The author correctly points out that when you do a total rewrite, then the undocumented special cases handled by the old code will make themselves felt. As these problems present themselves, it takes time to fix them. However, you also get the opportunity to understand the undocumented special cases and get them clearly coded and properly documented, which reduces maintenence costs over the long term. Your judgment whether to maintain or to rewrite should take both of these factors into consideration.
Elegant as it may be, that version of quicksort is so slow that (IIRC) even the Haskell documentation suggests against using it in "real" code.
Personally, I think the C++ way is even easier to read, and it has the benefit of being really fast:
sort(xs.begin(), xs.end());
Maybe not
Agreed. And you have to change code anyway when you're moving functions that are defined elsewhere, so the code does change.
The key idea though is, you have an array of visual cues that tell you instantly this code still needs to be refactored. These cues often can be removed in bulk, even automated with scripts. Indentation for example. Or use of deprecated functions. Certain types of comments. It's attractive to do these bulk cleanups because they give the overal code a healthier outlook. But they remove the cues. The actual rule would more be something like "don't work on cosmetics".
I respectfully disagree. Consider a piece of code that has 8 levels of nesting. With a judicious use of short variable names, parentheses, and curly braces, it is possible to make it *look* not so bad in the original code. It might look like there's only a half dozen levels. With a pretty printer, nesting LOOKS exactly as nesting IS. At a *GLANCE* I can see where things are getting hairy.

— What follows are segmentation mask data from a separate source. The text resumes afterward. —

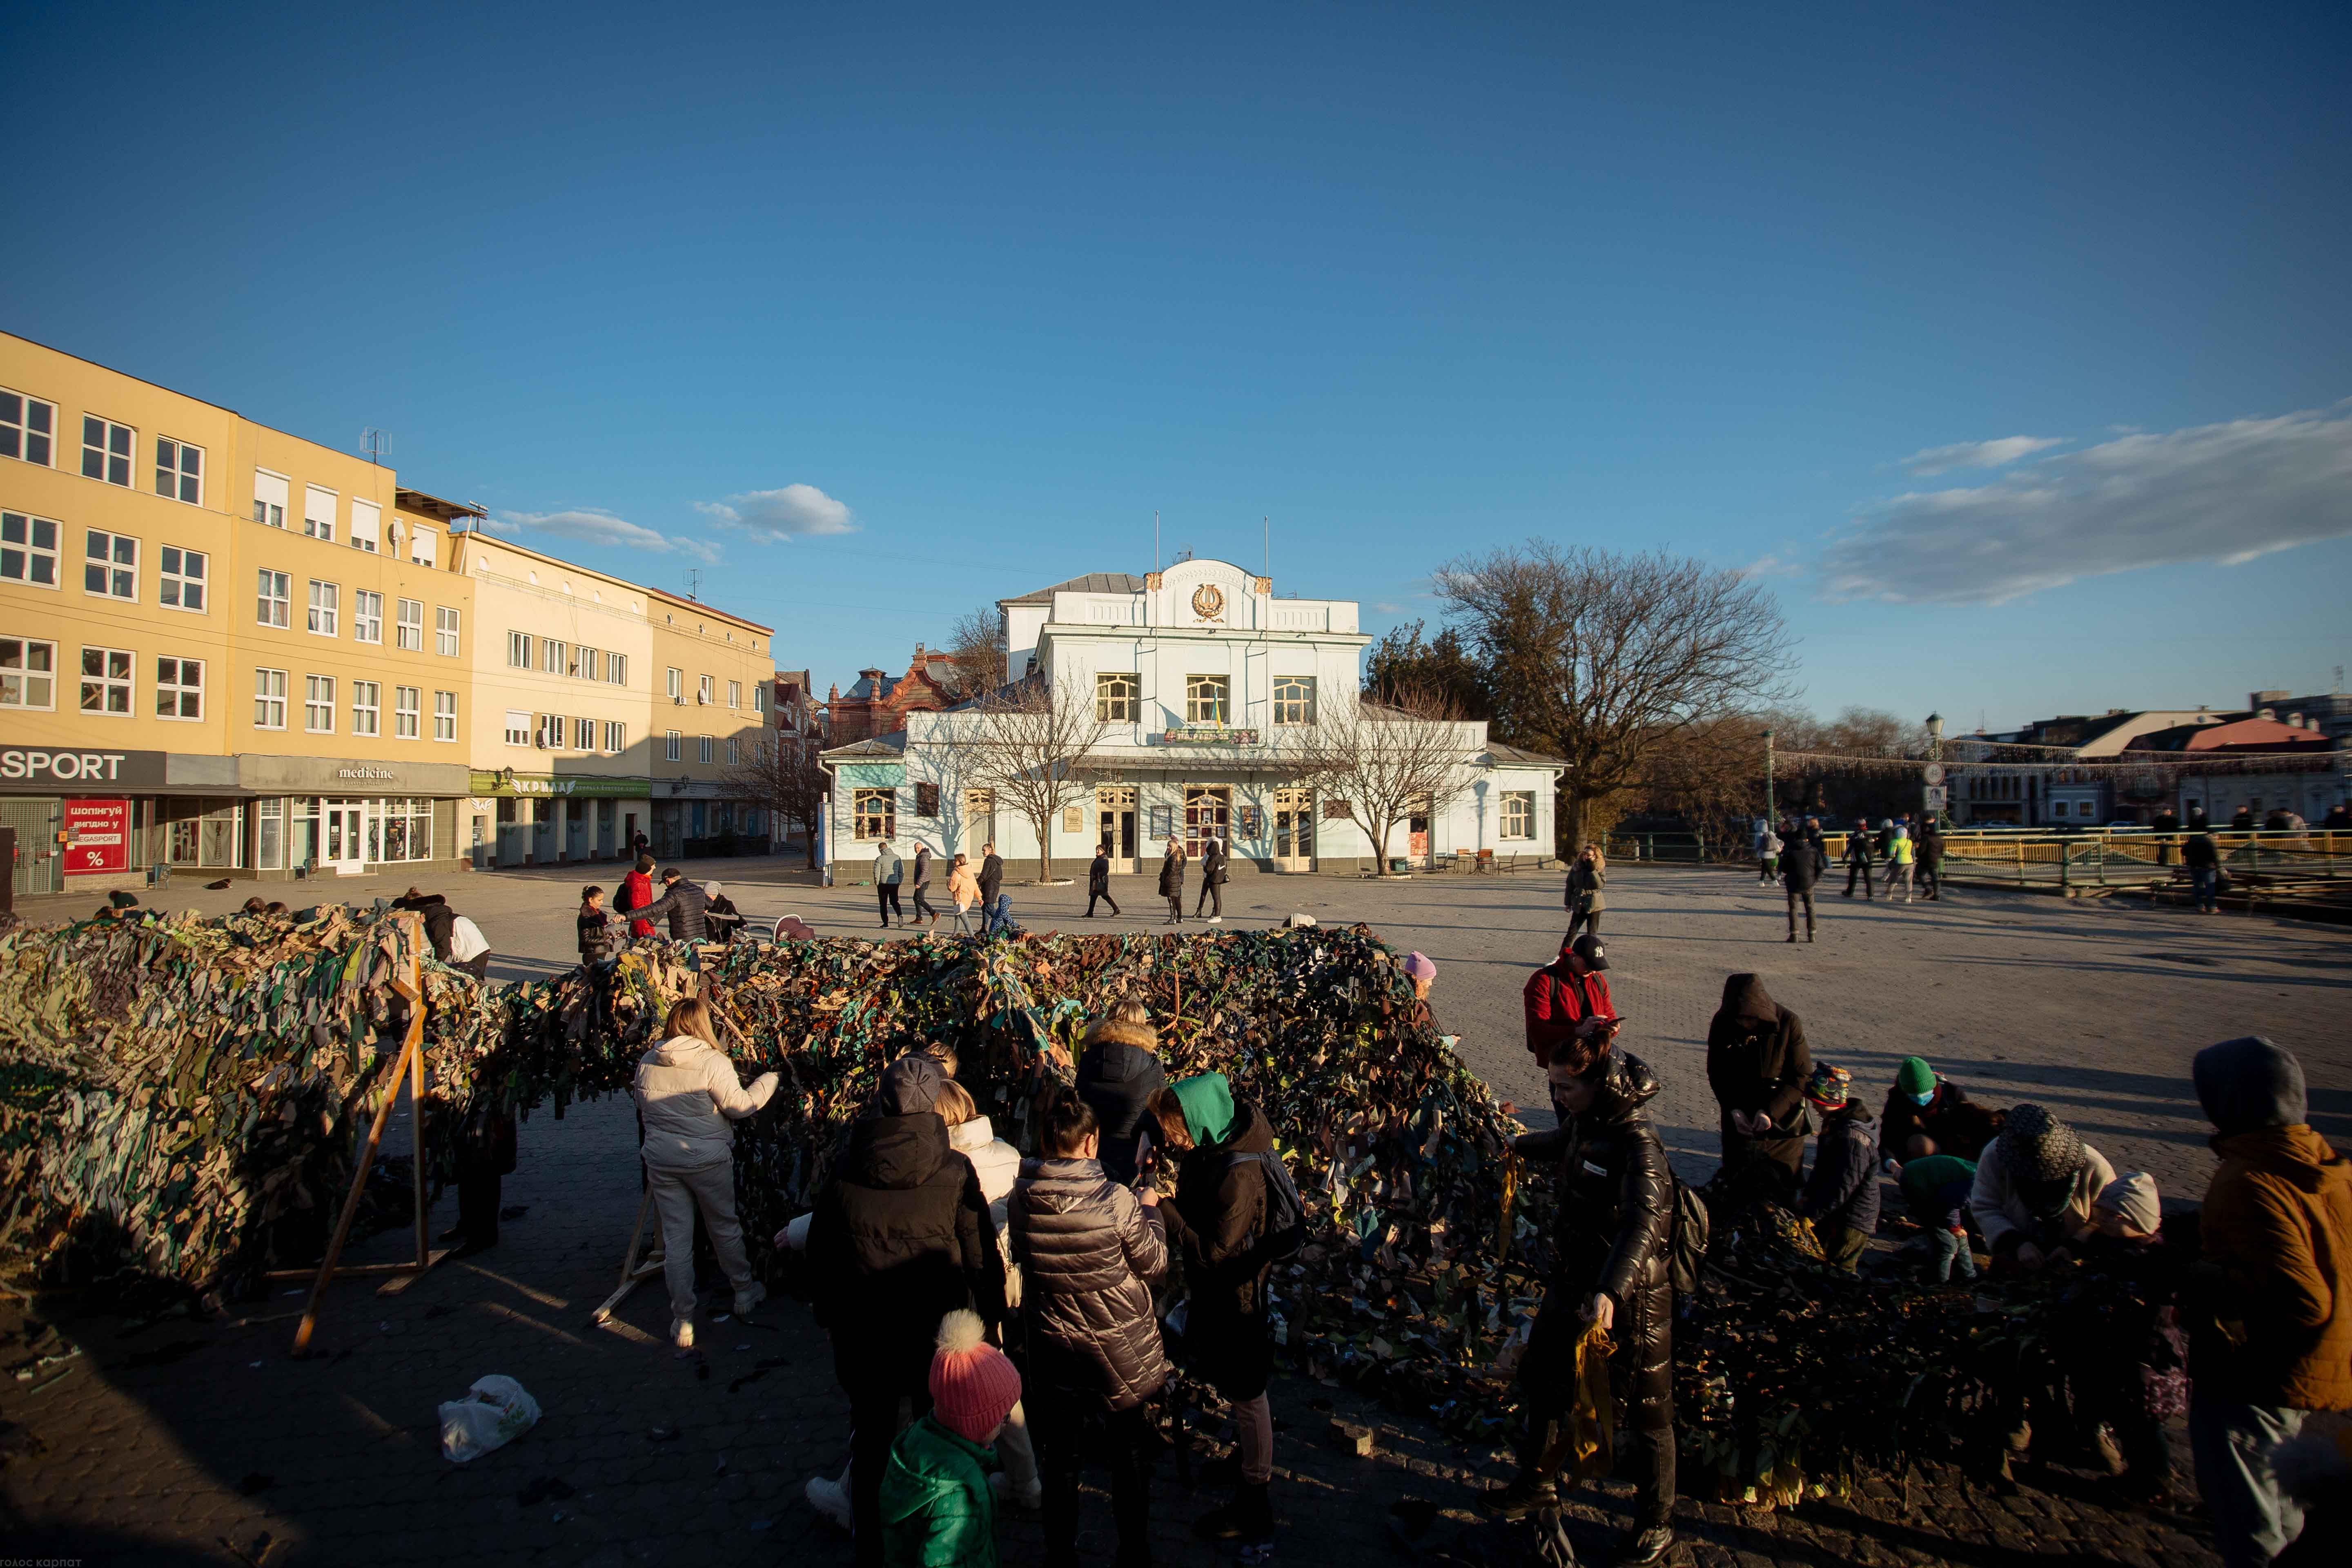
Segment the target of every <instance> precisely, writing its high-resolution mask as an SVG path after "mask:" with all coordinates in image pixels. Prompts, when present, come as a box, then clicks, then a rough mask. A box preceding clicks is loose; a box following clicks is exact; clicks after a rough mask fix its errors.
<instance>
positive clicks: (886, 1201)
mask: <svg viewBox="0 0 2352 1568" xmlns="http://www.w3.org/2000/svg"><path fill="white" fill-rule="evenodd" d="M941 1084H946V1072H943V1070H941V1065H938V1063H936V1060H931V1058H929V1056H901V1058H898V1060H896V1063H891V1065H889V1067H887V1070H884V1072H882V1091H880V1093H877V1095H875V1110H877V1114H873V1117H866V1119H861V1121H856V1124H854V1126H851V1128H849V1147H847V1150H844V1152H842V1157H840V1161H837V1164H835V1168H833V1180H830V1182H828V1185H826V1190H823V1194H821V1197H818V1199H816V1213H814V1215H811V1218H809V1288H811V1305H814V1307H816V1321H818V1324H821V1326H823V1328H826V1331H828V1333H830V1335H833V1375H835V1378H837V1380H840V1385H842V1392H844V1394H849V1422H851V1434H849V1509H851V1519H854V1521H856V1561H858V1566H861V1568H875V1566H877V1563H880V1561H882V1469H884V1467H887V1465H889V1446H891V1439H894V1436H896V1434H898V1401H901V1399H908V1401H913V1406H915V1413H917V1415H922V1413H924V1410H929V1408H931V1389H929V1373H931V1338H934V1335H936V1333H938V1319H941V1316H946V1314H948V1312H955V1309H957V1307H971V1309H976V1312H978V1314H981V1321H985V1324H988V1328H990V1331H995V1328H997V1324H1002V1321H1004V1267H1002V1262H1000V1255H997V1227H995V1222H993V1220H990V1218H988V1197H985V1194H983V1192H981V1178H978V1173H976V1171H974V1168H971V1161H969V1159H964V1157H962V1154H957V1152H955V1147H953V1145H950V1143H948V1124H946V1121H941V1119H938V1112H936V1110H931V1105H934V1103H936V1100H938V1088H941Z"/></svg>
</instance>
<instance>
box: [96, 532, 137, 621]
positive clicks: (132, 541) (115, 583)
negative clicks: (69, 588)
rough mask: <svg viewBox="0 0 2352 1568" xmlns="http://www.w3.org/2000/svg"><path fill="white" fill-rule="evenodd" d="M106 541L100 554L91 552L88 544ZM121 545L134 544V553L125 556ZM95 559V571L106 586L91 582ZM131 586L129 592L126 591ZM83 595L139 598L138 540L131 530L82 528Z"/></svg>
mask: <svg viewBox="0 0 2352 1568" xmlns="http://www.w3.org/2000/svg"><path fill="white" fill-rule="evenodd" d="M101 538H103V541H106V548H103V550H101V552H99V555H92V552H89V545H92V543H96V541H101ZM122 545H129V548H132V557H129V559H127V562H125V559H122ZM92 562H96V574H99V581H101V583H103V588H92V585H89V571H92ZM125 588H129V592H125ZM82 597H89V599H120V602H125V604H136V602H139V541H136V538H134V536H132V534H115V531H113V529H82Z"/></svg>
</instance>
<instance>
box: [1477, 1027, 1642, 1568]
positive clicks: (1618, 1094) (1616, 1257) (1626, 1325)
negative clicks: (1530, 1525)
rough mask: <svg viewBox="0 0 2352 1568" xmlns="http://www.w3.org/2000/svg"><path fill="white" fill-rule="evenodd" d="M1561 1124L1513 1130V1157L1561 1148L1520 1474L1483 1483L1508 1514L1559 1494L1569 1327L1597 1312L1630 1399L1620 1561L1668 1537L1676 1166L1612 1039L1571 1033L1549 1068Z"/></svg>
mask: <svg viewBox="0 0 2352 1568" xmlns="http://www.w3.org/2000/svg"><path fill="white" fill-rule="evenodd" d="M1545 1077H1548V1079H1550V1088H1552V1112H1555V1114H1557V1117H1559V1126H1557V1128H1555V1131H1548V1133H1524V1135H1522V1138H1517V1140H1515V1143H1512V1152H1515V1154H1519V1157H1522V1159H1529V1161H1536V1159H1557V1161H1559V1164H1557V1173H1555V1187H1552V1194H1555V1227H1552V1244H1555V1248H1557V1258H1555V1262H1552V1279H1550V1284H1548V1288H1545V1293H1543V1307H1541V1309H1538V1312H1536V1328H1534V1333H1531V1335H1529V1342H1526V1356H1522V1361H1519V1392H1522V1396H1524V1399H1526V1415H1529V1429H1526V1436H1524V1439H1522V1441H1519V1443H1522V1446H1519V1474H1517V1479H1512V1481H1510V1483H1508V1486H1498V1488H1494V1490H1489V1493H1486V1507H1489V1509H1494V1512H1498V1514H1505V1516H1510V1519H1517V1516H1524V1514H1531V1512H1541V1509H1552V1507H1559V1490H1557V1476H1559V1465H1562V1462H1564V1460H1566V1448H1569V1434H1566V1425H1564V1420H1562V1418H1564V1415H1566V1410H1569V1406H1571V1401H1573V1399H1576V1340H1578V1338H1583V1333H1585V1328H1588V1326H1590V1324H1595V1321H1599V1324H1602V1326H1604V1328H1609V1333H1611V1338H1613V1340H1616V1352H1613V1356H1611V1368H1609V1371H1611V1380H1613V1382H1616V1394H1618V1399H1621V1401H1623V1406H1625V1425H1628V1427H1630V1446H1632V1472H1635V1488H1637V1495H1635V1521H1632V1530H1628V1535H1625V1540H1623V1542H1621V1547H1618V1554H1616V1561H1618V1563H1656V1561H1658V1559H1663V1556H1665V1552H1668V1547H1672V1544H1675V1528H1672V1523H1670V1521H1672V1512H1675V1347H1672V1335H1670V1328H1672V1319H1675V1293H1672V1286H1670V1284H1668V1262H1670V1253H1672V1241H1675V1173H1672V1168H1670V1166H1668V1164H1665V1145H1663V1143H1658V1133H1656V1128H1653V1126H1651V1124H1649V1110H1646V1107H1649V1103H1651V1100H1653V1098H1656V1095H1658V1079H1656V1074H1651V1070H1649V1067H1644V1065H1642V1060H1639V1058H1635V1056H1625V1053H1621V1051H1611V1046H1609V1041H1590V1039H1578V1041H1573V1044H1571V1046H1569V1048H1564V1053H1559V1056H1555V1058H1552V1065H1550V1067H1548V1070H1545Z"/></svg>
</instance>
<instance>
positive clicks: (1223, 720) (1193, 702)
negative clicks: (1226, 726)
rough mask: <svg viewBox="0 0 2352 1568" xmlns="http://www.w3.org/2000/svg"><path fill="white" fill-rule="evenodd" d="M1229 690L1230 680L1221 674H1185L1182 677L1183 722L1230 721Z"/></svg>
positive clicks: (1221, 721) (1223, 722)
mask: <svg viewBox="0 0 2352 1568" xmlns="http://www.w3.org/2000/svg"><path fill="white" fill-rule="evenodd" d="M1230 691H1232V682H1230V679H1228V677H1223V675H1185V677H1183V719H1185V724H1228V722H1230V712H1232V710H1230V701H1228V698H1230Z"/></svg>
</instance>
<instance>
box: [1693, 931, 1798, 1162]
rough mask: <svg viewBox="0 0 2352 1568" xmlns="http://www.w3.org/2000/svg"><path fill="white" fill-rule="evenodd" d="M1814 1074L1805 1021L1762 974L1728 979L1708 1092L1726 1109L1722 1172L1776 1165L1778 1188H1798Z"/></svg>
mask: <svg viewBox="0 0 2352 1568" xmlns="http://www.w3.org/2000/svg"><path fill="white" fill-rule="evenodd" d="M1811 1074H1813V1051H1811V1048H1809V1046H1806V1044H1804V1020H1802V1018H1797V1016H1795V1013H1790V1011H1788V1009H1785V1006H1780V1004H1778V1001H1773V999H1771V992H1766V990H1764V980H1759V978H1757V976H1726V978H1724V1004H1722V1006H1719V1009H1715V1020H1712V1023H1710V1025H1708V1088H1712V1091H1715V1103H1717V1105H1719V1107H1722V1128H1719V1131H1722V1147H1724V1154H1722V1159H1724V1171H1738V1168H1740V1166H1748V1164H1750V1161H1771V1164H1773V1166H1780V1171H1778V1173H1773V1182H1776V1185H1778V1187H1780V1190H1783V1192H1795V1190H1797V1171H1799V1168H1802V1166H1804V1081H1806V1079H1809V1077H1811Z"/></svg>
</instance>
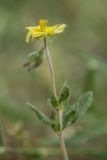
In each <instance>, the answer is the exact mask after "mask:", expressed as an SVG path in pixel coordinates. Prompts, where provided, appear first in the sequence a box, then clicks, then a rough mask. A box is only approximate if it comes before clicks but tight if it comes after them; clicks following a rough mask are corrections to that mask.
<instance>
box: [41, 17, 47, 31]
mask: <svg viewBox="0 0 107 160" xmlns="http://www.w3.org/2000/svg"><path fill="white" fill-rule="evenodd" d="M47 23H48V21H47V20H45V19H41V20H40V21H39V26H40V29H41V31H42V32H45V30H46V26H47Z"/></svg>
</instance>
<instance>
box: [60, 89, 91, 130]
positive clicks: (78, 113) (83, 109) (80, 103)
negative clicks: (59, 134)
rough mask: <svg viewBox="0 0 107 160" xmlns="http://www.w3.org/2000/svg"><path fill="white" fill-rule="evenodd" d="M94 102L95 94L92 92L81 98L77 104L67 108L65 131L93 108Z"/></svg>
mask: <svg viewBox="0 0 107 160" xmlns="http://www.w3.org/2000/svg"><path fill="white" fill-rule="evenodd" d="M92 101H93V94H92V92H91V91H90V92H87V93H85V94H84V95H83V96H81V97H80V98H79V99H78V100H77V102H76V103H75V104H73V105H71V106H69V107H67V109H66V111H65V113H64V115H63V129H64V128H66V127H68V126H70V125H72V124H73V123H75V122H76V120H77V119H78V118H79V117H80V116H82V115H83V114H84V113H85V112H86V111H87V109H88V108H89V107H90V106H91V104H92Z"/></svg>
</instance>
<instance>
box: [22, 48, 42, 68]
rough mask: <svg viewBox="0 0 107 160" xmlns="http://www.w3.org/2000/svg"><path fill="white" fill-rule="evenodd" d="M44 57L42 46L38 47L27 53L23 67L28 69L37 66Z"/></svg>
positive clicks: (37, 66)
mask: <svg viewBox="0 0 107 160" xmlns="http://www.w3.org/2000/svg"><path fill="white" fill-rule="evenodd" d="M43 58H44V47H43V48H41V49H39V50H38V51H35V52H32V53H29V54H28V55H27V57H26V62H25V63H24V64H23V66H24V67H27V68H28V71H31V70H32V69H34V68H36V67H39V66H40V65H41V64H42V62H43Z"/></svg>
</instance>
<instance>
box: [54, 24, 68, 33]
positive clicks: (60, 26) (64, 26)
mask: <svg viewBox="0 0 107 160" xmlns="http://www.w3.org/2000/svg"><path fill="white" fill-rule="evenodd" d="M65 27H66V25H65V24H62V25H58V26H57V27H56V29H55V33H61V32H63V31H64V29H65Z"/></svg>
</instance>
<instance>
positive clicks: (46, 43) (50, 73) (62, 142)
mask: <svg viewBox="0 0 107 160" xmlns="http://www.w3.org/2000/svg"><path fill="white" fill-rule="evenodd" d="M44 47H45V49H46V54H47V59H48V66H49V70H50V74H51V81H52V87H53V93H54V95H55V97H56V98H57V90H56V83H55V74H54V69H53V64H52V60H51V56H50V52H49V49H48V46H47V41H46V38H44ZM56 116H57V120H58V122H59V124H60V131H59V132H58V136H59V140H60V147H61V150H62V154H63V158H64V160H69V158H68V155H67V151H66V147H65V143H64V137H63V131H62V110H61V109H60V108H59V107H57V109H56Z"/></svg>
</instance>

That does NOT mean that it must be refactored. Only that it is an area that may be worthy of additional consideration.
On second thought, nothing says this is a black-or-white choice. If it works for you to print out code as is, great! My experience has been that a pretty printer can be helpful. YMMV.
The Netscape browser, like the company that made it, indeed ended up a failure. And my pals who were there at the time tell me that the poor code quality was a major factor in the inability to get anywhere. How long did it take between the last decent release of Netscape and the 1.0 release of Firefox? Four years? Six? I guess it depends on what you consider the last decent release. No matter how you count it, though, there were years of thrashing trying to get something based on the old code out the door. Eventually, they just gave up.
Firefox is a big success now, but Netscape was a giant crater of a failure during a crucial period, leaving Microsoft effectively unopposed in their attempts to take over the browser market.
This happens to me pretty regularly if I write a section of code, wait three months, and then read it again.
It's happening less frequently though, so perhaps my skill level is leveling out.
Either that or I'm stagnating.
kaens.blogspot.com
Do you want to encourage people to inline their functions manually, and not divide things into small, cute trivial functions?
Is this a misguided attempt to increase efficiency?
Well the obvious problem with the analogy is that you're not finding needles in a haystack - you're looking for hay in a haystack.